American imam, author and civil rights activist (born 1986)

Omar Suleiman (born June 3, 1986) is an American imam, author and civil rights activist. He is the founder and president of the Yaqeen Institute and a member of the Ethics Center Advisory Board at Southern Methodist University.

Suleiman is also the Resident Scholar of the Valley Ranch Islamic Center and the Co-chair Emeritus of Faith Forward Dallas at Thanks-Giving Square.

==Early life and education==
Suleiman was born on June 3, 1986, to a family of Palestinian Muslims in New Orleans. On his maternal side, he is a great-grandson of Muhammad Munib Hashem al-Ja'fari, a Hanafite scholar who had served as the final Mufti of Ottoman Nablus; his lineage traces back to Ja'far al-Tayyar, an older brother of Ali ibn Abi Talib.

Suleiman holds bachelor's degrees in accounting and Islamic law and Master's degrees in Islamic finance and political history. He completed doctoral studies in Islamic thought and civilization at the International Islamic University Malaysia.

==Career==
Suleiman served as the imam of the Jefferson Muslim Association for six years, and as director of the "Muslims for Humanity" Hurricane Katrina relief effort in late 2005. He co-founded the East Jefferson Interfaith Clergy Association and received an award for outstanding civic achievement from the mayor and city council of New Orleans in 2010.

In 2016, Suleiman founded the Yaqeen Institute, a Muslim think tank. He is also the founding director of MUHSEN (Muslims Understanding and Helping Special Education Needs), a nonprofit umbrella organization that aims to create more inclusive Muslim communities that better cater to the disabled and their families.

He is a member of the Maguire Ethics Center Advisory Board at Southern Methodist University.

Suleiman completed his doctorate degree (PhD) in Islamic Thought and Civilization from the International Islamic University Malaysia in 2020.

He is Resident Scholar of the Valley Ranch Islamic Center and co-chair of Faith Forward Dallas at Thanks-Giving Square after September 2022.

== Activism ==
Suleiman has engaged in social justice organizing and activism on a host of progressive causes.

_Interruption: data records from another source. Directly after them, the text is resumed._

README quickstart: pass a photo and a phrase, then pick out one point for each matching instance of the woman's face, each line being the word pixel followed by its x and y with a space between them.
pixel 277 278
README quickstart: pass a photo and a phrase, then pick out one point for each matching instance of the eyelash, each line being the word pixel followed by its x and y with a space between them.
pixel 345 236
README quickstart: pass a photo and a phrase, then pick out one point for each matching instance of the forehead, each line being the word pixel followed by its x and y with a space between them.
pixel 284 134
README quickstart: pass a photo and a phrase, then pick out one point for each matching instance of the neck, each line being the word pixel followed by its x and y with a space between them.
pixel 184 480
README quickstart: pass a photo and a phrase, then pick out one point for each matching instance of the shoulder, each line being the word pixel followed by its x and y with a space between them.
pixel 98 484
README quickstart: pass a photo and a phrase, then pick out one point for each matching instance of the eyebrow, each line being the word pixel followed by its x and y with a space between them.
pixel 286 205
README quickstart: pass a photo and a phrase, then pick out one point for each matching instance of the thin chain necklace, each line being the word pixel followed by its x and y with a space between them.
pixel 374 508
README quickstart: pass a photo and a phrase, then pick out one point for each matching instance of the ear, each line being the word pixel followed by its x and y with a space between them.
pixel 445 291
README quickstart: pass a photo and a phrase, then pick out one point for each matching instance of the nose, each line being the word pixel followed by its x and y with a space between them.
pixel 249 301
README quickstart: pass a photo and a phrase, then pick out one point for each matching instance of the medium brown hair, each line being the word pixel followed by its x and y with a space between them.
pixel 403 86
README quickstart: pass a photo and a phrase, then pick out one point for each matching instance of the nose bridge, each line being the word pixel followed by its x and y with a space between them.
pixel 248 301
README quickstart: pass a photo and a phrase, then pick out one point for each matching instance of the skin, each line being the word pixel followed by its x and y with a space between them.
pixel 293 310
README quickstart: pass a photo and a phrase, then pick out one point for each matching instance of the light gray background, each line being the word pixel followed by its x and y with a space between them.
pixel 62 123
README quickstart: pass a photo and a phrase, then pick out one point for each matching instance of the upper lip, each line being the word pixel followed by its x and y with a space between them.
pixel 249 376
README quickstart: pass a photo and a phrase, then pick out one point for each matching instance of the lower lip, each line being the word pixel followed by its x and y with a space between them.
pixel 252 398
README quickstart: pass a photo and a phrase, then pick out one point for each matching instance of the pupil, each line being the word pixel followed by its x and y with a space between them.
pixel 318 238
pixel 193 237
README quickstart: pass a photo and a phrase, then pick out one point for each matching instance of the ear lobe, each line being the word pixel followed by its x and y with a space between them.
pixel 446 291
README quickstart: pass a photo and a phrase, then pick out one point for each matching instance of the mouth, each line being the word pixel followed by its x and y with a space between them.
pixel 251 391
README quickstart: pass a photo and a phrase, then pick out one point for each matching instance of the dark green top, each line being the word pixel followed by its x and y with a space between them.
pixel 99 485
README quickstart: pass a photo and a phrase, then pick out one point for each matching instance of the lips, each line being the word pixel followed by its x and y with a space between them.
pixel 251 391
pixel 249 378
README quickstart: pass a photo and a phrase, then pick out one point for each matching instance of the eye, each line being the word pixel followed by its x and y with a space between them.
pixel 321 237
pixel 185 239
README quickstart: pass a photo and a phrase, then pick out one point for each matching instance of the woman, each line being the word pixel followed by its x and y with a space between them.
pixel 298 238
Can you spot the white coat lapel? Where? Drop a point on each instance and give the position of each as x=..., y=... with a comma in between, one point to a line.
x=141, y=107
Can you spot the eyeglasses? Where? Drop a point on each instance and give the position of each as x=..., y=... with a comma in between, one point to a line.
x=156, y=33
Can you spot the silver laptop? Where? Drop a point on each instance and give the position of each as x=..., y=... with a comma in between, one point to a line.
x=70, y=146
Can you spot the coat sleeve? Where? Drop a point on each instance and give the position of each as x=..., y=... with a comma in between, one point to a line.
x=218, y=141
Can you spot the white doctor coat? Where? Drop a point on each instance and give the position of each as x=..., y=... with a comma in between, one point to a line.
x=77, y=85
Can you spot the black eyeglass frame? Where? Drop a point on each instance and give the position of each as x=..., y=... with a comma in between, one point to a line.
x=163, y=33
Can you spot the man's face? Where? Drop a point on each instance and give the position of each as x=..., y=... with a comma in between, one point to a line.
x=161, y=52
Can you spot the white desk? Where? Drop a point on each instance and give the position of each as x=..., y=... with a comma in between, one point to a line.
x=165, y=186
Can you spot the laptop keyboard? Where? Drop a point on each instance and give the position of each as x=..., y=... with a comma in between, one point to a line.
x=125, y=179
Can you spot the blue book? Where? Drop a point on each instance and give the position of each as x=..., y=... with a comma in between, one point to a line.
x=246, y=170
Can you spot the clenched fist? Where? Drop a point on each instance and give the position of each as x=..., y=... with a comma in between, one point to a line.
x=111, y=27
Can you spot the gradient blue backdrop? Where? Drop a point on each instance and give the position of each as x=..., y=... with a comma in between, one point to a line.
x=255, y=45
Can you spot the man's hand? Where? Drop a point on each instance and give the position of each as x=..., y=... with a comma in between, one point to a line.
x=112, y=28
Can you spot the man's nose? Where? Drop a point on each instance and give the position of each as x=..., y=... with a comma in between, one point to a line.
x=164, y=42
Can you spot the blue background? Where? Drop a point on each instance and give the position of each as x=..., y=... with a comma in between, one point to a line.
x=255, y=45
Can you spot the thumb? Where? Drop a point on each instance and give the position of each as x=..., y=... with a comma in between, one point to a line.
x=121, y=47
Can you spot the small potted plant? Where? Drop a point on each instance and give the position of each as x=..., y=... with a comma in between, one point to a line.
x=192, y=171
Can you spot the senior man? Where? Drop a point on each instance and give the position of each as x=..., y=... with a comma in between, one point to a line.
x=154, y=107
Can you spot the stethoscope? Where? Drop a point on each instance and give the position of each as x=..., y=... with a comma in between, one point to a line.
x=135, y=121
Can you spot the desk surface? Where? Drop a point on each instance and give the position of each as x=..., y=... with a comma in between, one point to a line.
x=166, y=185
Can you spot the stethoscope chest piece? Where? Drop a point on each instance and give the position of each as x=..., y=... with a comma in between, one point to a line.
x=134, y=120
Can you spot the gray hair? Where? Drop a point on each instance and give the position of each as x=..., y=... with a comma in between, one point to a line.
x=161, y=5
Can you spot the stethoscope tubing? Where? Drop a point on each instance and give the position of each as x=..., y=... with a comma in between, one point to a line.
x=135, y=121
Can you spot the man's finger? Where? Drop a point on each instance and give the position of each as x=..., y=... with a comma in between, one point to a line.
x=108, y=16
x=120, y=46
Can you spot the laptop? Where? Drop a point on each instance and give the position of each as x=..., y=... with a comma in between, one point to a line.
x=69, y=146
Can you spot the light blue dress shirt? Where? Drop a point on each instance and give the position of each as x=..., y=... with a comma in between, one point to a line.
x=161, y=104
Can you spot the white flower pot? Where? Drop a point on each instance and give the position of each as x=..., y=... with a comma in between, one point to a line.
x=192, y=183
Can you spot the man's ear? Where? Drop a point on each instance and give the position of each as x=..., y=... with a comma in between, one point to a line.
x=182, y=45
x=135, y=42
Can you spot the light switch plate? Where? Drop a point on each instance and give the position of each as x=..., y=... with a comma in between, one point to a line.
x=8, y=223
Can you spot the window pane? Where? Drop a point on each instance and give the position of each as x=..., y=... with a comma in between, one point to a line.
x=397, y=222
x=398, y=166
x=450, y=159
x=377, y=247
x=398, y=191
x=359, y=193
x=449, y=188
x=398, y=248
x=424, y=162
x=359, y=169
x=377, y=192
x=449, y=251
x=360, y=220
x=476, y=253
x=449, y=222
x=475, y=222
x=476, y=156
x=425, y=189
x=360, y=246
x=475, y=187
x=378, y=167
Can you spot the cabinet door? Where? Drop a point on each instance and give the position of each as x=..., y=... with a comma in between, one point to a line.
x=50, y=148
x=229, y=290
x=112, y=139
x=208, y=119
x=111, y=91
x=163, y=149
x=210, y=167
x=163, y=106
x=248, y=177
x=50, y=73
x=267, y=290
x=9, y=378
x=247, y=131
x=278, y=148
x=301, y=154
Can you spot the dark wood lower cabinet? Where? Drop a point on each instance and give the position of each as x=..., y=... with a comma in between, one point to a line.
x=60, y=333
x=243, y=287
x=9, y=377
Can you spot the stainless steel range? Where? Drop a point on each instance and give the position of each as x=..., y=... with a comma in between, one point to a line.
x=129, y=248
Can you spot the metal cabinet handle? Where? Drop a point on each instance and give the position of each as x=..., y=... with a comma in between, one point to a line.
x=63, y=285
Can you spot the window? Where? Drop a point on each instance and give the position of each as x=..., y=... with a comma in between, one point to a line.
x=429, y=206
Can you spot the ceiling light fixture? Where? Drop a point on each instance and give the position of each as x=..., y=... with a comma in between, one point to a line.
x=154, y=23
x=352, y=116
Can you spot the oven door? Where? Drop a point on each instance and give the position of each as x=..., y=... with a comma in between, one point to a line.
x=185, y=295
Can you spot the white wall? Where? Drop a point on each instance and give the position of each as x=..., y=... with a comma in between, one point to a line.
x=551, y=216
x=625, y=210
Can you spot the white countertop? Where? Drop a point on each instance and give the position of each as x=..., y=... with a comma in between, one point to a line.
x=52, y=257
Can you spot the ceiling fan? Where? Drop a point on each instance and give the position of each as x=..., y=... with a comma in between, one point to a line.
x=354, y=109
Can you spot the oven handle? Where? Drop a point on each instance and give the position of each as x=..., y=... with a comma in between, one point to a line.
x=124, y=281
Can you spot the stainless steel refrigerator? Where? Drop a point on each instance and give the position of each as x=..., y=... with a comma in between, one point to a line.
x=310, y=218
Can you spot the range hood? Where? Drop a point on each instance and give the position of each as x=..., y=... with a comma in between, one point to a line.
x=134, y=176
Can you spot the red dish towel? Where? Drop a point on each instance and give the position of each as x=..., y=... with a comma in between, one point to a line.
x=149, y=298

He said that Donald Trump's presidency "fatigues" American citizens. He also "considers [himself] a student of Malcolm X" and believes that "his most important contribution to the revolution is his idea that the greatest casualty of the subjugation of African Americans was the loss of black consciousness." He has expressed that "America is a work in progress, and the most patriotic Americans are those that demand it live up to its promise." He also believes that "Muslim theology can be a source of liberation."

In July 2016, he marched with demonstrators in Dallas against the killings of Alton Sterling and Philando Castile. These demonstrations were eventually punctuated by a shooting in which five police officers were killed in retaliation for police shootings of African Americans. Suleiman recalls "an eternity of gunshots" ringing out just as the march came to a close. In the wake of the shooting, he was invited to lead the invocation at a memorial service for the slain officers attended by President Barack Obama and former first lady Michelle Obama, then-former Vice President Joe Biden and his wife Jill Biden, as well as George W. Bush and former first lady Laura Bush.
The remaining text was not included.